Pendant la trêve estivale, l’actualité du funéraire étant plu calme, nous vous proposons des histoires tournant autour du funéraire et de l’histoire. Des histoires vraies, bien entendu. Il est temps de commencer en vous présentant un personnage très sympathique avec ses amis croque-morts, un peu moins avec les autres.
C’est grave, docteur ?
En 1998, Alan croise Linda sur son lieu de travail, et les deux échangent des banalités, avant que la conversation prenne une tournure inattendue. Il faut dire que quelque chose préoccupe Alan, et, par un curieux hasard, tout relatif néanmoins, la même chose préoccupe Linda.
Alan Massey, de son nom complet, est directeur de pompes funèbres.

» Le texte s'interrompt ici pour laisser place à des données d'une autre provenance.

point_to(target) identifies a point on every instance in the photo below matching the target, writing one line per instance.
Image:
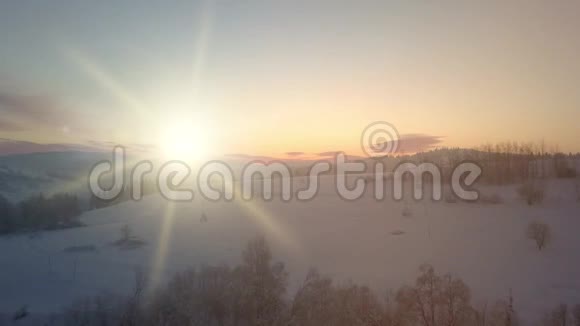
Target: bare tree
(558, 317)
(540, 233)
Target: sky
(287, 78)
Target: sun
(185, 141)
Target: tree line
(60, 210)
(254, 293)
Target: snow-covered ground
(367, 241)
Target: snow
(483, 244)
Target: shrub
(540, 233)
(531, 193)
(492, 199)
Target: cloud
(415, 143)
(293, 154)
(251, 157)
(12, 147)
(328, 154)
(23, 112)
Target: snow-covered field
(367, 241)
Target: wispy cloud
(11, 147)
(415, 143)
(294, 154)
(24, 112)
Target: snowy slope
(483, 244)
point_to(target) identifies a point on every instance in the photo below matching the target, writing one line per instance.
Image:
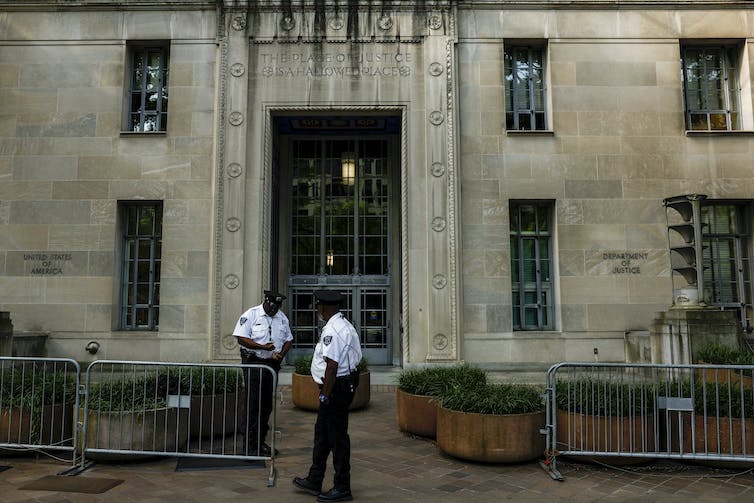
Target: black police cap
(328, 297)
(273, 296)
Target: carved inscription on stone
(46, 263)
(336, 63)
(625, 262)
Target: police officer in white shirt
(334, 368)
(264, 336)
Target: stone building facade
(484, 180)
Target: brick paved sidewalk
(387, 466)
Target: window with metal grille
(726, 258)
(148, 88)
(711, 89)
(531, 265)
(525, 88)
(142, 250)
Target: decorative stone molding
(437, 169)
(385, 22)
(440, 342)
(233, 224)
(287, 23)
(435, 21)
(237, 69)
(439, 281)
(236, 118)
(231, 281)
(239, 23)
(234, 170)
(337, 23)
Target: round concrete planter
(490, 438)
(305, 392)
(416, 414)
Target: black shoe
(307, 485)
(336, 494)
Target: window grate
(142, 250)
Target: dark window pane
(528, 219)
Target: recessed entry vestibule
(335, 217)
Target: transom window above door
(340, 207)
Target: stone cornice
(105, 5)
(365, 5)
(603, 4)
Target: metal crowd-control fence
(177, 410)
(687, 412)
(37, 399)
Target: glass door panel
(340, 236)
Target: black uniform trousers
(331, 435)
(258, 400)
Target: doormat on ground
(195, 464)
(71, 484)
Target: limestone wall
(64, 165)
(616, 148)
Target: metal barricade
(178, 410)
(689, 412)
(38, 397)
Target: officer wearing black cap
(264, 336)
(334, 368)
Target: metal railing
(688, 412)
(177, 410)
(37, 399)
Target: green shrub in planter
(36, 404)
(493, 398)
(491, 423)
(721, 400)
(604, 397)
(433, 381)
(720, 354)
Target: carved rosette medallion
(435, 21)
(233, 224)
(437, 169)
(435, 69)
(231, 281)
(440, 341)
(229, 341)
(236, 118)
(287, 23)
(385, 22)
(439, 281)
(238, 23)
(237, 69)
(234, 170)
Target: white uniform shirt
(338, 341)
(258, 326)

Et il n’appelle pas Linda par son prénom, mais par son titre : Docteur. Docteur Linda Reynolds, médecin légiste dans la ville de Manchester, en Angleterre.
Le croque-morts se pose des questions sur un de ses fournisseurs, plus précisément un médecin généraliste qui perd régulièrement des patients. Jusqu’ici, notez bien, rien d’anormal : tout le monde est le patient d’un médecin généraliste, même si on le voit de manière plus ou moins assidue. Mais celui-là, tout de même, il n’a pas de chance.
Enfin, ce sont surtout ses patients, qui n’ont pas de chance.
Et il s’en ouvre au Docteur Reynolds, qui se montre très réceptive. Il faut dire qu’en tant que médecin légiste, elle a accès aux statistiques, et que celles de son collègue semblent indiquer qu’il porte sévèrement la poisse. Même si aucun de ses patients ne passe par ses services, démontrant ainsi qu’il n’y a rien de suspect à ces décès.
Enfin, rien de suspect… Lorsqu’une personne décède, il n’est ordonné une autopsie, sauf flagrance, que si le médecin qui constate la mort pense qu’il y a quelque chose de louche. Mais si c’est le médecin lui-même qui est louche ?
Linda Reynolds a même consulté les certificats de décès remplis par ce médecin. A chaque fois, elle a constaté qu’ils étaient irréprochables, et que la cause du décès était plausible. Rien à redire, vraiment.
« C’est juste une coïncidence que je note, rien de plus » souligne Alan Massey « je le connais bien, il est très sympathique. En fait, avec les collègues, on le connais tous assez bien. Il a beaucoup d’amis aux pompes funèbres, parce qu’on se voit souvent, peut-être… »
« Je ne peux pas dénoncer un collègue sans preuves » explique alors Linda Reynolds, « ce serait un sacré manque de confraternité. Mais vous devriez en parler à la police. Allez les voir de ma part. Juste pour avoir le coeur net ».
Et ainsi, Alan Reynolds se rend au commissariat en sortant de la morgue. Il explique au policier qu’il est venu faire une déclaration sur un médecin, et qu’il vient de la part du Docteur Reynolds, ce qui lui vaut d’être reçu. Le policier qui l’écoute se montre surpris. « Le Docteur Shipman ? Il m’a pourtant l’air d’un brave type ».
Le 17 mars 1998 s’ouvre donc une enquête sur le Docteur Harold Shipman. Et, un mois pile après, le 17 avril, la conclusion tombe. Elle est implacable : oui, sans aucun doute, Shipman porte la poisse. Ce qui n’est pas un délit. Circulez, il n’y a rien à voir. Tout au plus, certains policiers songent à conseiller à leurs proches de choisir un autre médecin généraliste, et, peut-être, certains sont tentés de conseiller Shipman aux gens qu’ils n’aiment pas.
Aussi, le 25 juin 1998, lorsque la famille de Kathleen Grundy entre au commissariat pour déclarer qu’il y a quelque chose de louche au sujet du Docteur Shipman, ils s’attendaient à tout, sauf à s’entendre répondre : « Encore ? ».